John Larkin, managing director of transportation equity research at Stifel, Nicolaus, also noted that defense-related shipments softened in the fourth quarter as contractors prepared for sequestration.

“It is not clear, though, that defense cuts would have a big, direct impact on carriers serving defense contractors,” he added.

Bill Wanamaker, director of government traffic and security operations at ATA, confirmed the point.

He said most of the defense cutbacks would be in new programs having to do with weapons and vehicles.

“If DOD wants to move freight, and there is a considerable amount of ‘retrograde’ freight, returning from battle theaters, then they have to pay for it,” he said.

“There may be some discretionary freight that could be postponed, but frankly, if a warrior needs it, we’ve got to move it, and DOD has got to pay for it.”

There still is a risk that sequestration would negatively impact the overall economy, according to Bell.

He said the Congressional Budget Office forecasts a 0.7% drop in GDP growth in 2013 due to the sequester’s effect on small businesses and government personnel.

He forecasts the loss of a million jobs if full sequestration occurs.

Larkin offered additional perspective.

“While sequestration may bring GDP growth down 100 to 200 basis points in 2013, the Sandy recovery and rebuilding effort, the rebounding housing market, and the recovering auto industry will combine to create a mediocre to lackluster demand environment in 2013, much like we have seen the past couple of years,” he said.

Supply and demand for trucking will remain more or less in balance this year, he said. “This is frustrating to truckers because just a normal recovery would have created a raging bull trucking market by now.

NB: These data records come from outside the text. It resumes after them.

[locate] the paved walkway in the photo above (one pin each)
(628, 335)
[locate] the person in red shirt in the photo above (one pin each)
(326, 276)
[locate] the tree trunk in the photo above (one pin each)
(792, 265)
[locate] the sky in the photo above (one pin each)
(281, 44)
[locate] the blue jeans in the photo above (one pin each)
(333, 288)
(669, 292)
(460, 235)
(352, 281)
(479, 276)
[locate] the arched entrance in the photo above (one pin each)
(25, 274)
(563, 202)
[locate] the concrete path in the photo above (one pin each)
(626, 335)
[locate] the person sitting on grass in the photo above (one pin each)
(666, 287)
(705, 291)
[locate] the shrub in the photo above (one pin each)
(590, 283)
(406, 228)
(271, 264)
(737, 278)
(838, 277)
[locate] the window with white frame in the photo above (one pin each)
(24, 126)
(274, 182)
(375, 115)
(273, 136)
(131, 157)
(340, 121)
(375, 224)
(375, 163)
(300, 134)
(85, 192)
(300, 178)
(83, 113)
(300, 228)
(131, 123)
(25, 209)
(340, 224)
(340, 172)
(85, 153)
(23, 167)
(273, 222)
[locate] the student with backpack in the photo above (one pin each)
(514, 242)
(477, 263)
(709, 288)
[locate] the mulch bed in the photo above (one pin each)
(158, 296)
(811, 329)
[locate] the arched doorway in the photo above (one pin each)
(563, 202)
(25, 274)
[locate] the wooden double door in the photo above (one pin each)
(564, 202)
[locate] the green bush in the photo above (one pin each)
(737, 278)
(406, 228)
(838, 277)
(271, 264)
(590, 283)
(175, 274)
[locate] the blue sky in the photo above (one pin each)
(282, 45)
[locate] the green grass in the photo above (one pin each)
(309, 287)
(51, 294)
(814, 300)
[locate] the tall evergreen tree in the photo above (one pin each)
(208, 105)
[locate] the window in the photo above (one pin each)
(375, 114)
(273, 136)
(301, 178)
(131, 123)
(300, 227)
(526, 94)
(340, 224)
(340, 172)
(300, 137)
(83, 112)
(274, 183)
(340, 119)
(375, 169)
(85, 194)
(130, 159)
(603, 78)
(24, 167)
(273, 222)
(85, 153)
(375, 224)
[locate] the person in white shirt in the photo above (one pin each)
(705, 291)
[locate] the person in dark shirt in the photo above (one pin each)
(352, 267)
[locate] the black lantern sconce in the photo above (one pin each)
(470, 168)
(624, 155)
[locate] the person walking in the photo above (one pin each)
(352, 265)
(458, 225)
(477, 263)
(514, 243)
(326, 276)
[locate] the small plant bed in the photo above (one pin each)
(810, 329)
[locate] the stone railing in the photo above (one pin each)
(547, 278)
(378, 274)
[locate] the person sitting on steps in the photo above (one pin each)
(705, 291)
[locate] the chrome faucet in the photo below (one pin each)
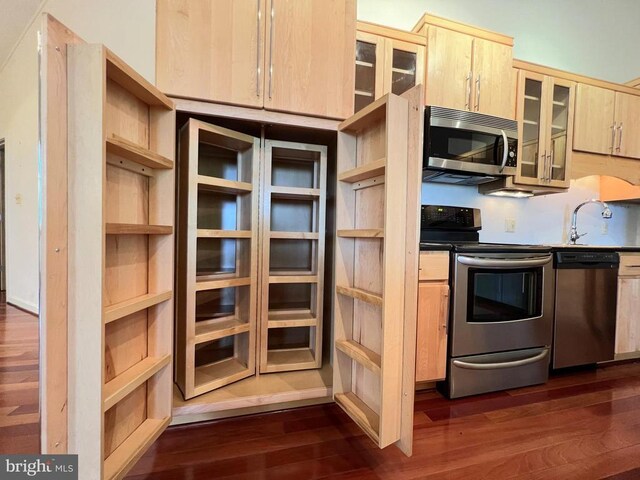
(606, 213)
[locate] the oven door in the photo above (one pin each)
(501, 302)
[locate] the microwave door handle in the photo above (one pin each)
(505, 154)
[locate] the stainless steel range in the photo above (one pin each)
(501, 323)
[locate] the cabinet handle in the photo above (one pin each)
(258, 72)
(273, 14)
(468, 104)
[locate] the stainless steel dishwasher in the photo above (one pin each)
(585, 313)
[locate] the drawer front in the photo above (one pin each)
(434, 266)
(629, 266)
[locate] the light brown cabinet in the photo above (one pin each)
(467, 68)
(285, 55)
(387, 61)
(545, 123)
(433, 316)
(605, 120)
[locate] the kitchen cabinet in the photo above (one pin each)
(627, 319)
(467, 68)
(604, 120)
(387, 61)
(545, 124)
(433, 317)
(285, 55)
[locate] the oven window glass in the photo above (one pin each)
(465, 145)
(504, 295)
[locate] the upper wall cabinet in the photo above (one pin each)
(467, 68)
(387, 61)
(605, 120)
(287, 55)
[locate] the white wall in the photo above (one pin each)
(127, 28)
(591, 37)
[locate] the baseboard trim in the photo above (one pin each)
(22, 305)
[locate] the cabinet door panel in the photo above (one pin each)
(627, 117)
(309, 57)
(492, 63)
(448, 68)
(211, 50)
(593, 123)
(433, 313)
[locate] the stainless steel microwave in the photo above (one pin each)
(468, 148)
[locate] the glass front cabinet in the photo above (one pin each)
(387, 61)
(545, 124)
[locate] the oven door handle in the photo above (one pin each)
(494, 366)
(510, 263)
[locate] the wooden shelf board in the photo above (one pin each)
(208, 233)
(360, 294)
(222, 185)
(135, 153)
(367, 116)
(133, 305)
(133, 82)
(223, 283)
(137, 229)
(362, 233)
(129, 452)
(294, 235)
(214, 330)
(360, 413)
(370, 170)
(132, 378)
(361, 354)
(289, 359)
(293, 279)
(214, 375)
(294, 192)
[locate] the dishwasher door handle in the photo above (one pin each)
(494, 366)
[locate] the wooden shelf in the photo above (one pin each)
(289, 359)
(222, 185)
(359, 294)
(361, 354)
(360, 413)
(362, 233)
(130, 451)
(133, 82)
(370, 170)
(135, 153)
(205, 233)
(214, 375)
(137, 229)
(133, 305)
(223, 283)
(293, 279)
(130, 379)
(294, 192)
(208, 331)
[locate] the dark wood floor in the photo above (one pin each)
(19, 418)
(583, 425)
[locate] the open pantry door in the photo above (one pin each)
(378, 204)
(108, 141)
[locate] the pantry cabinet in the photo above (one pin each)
(387, 61)
(285, 55)
(545, 124)
(605, 121)
(467, 68)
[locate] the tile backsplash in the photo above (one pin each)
(545, 219)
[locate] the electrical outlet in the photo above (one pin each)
(510, 225)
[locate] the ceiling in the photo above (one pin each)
(14, 17)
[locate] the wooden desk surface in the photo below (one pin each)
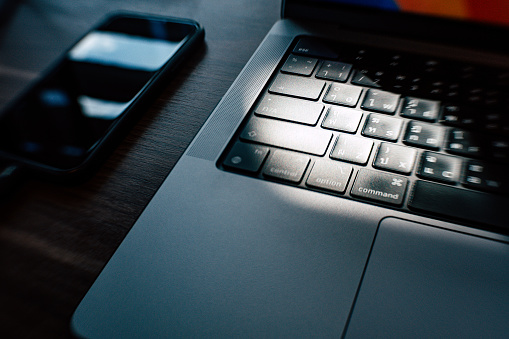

It is within reach, but the seemingly perpetual, pathetically slow economic growth prevents the Golden Age for trucking from fully developing.”

Costello of ATA said that while there’s a significant risk to the economy from sequestration, it pales compared to the risk of not raising the debt ceiling.

“If they don’t raise the debt ceiling it means that the government can only spend what it brings in on any given day,” he said. “We think it would be the equivalent of a 40% cut in government spending almost overnight.”

That would send the economy over a cliff, which is why he’s been spending a lot more time on the debt ceiling than on sequestration, he said.

The deadline for raising the debt ceiling is mid-May.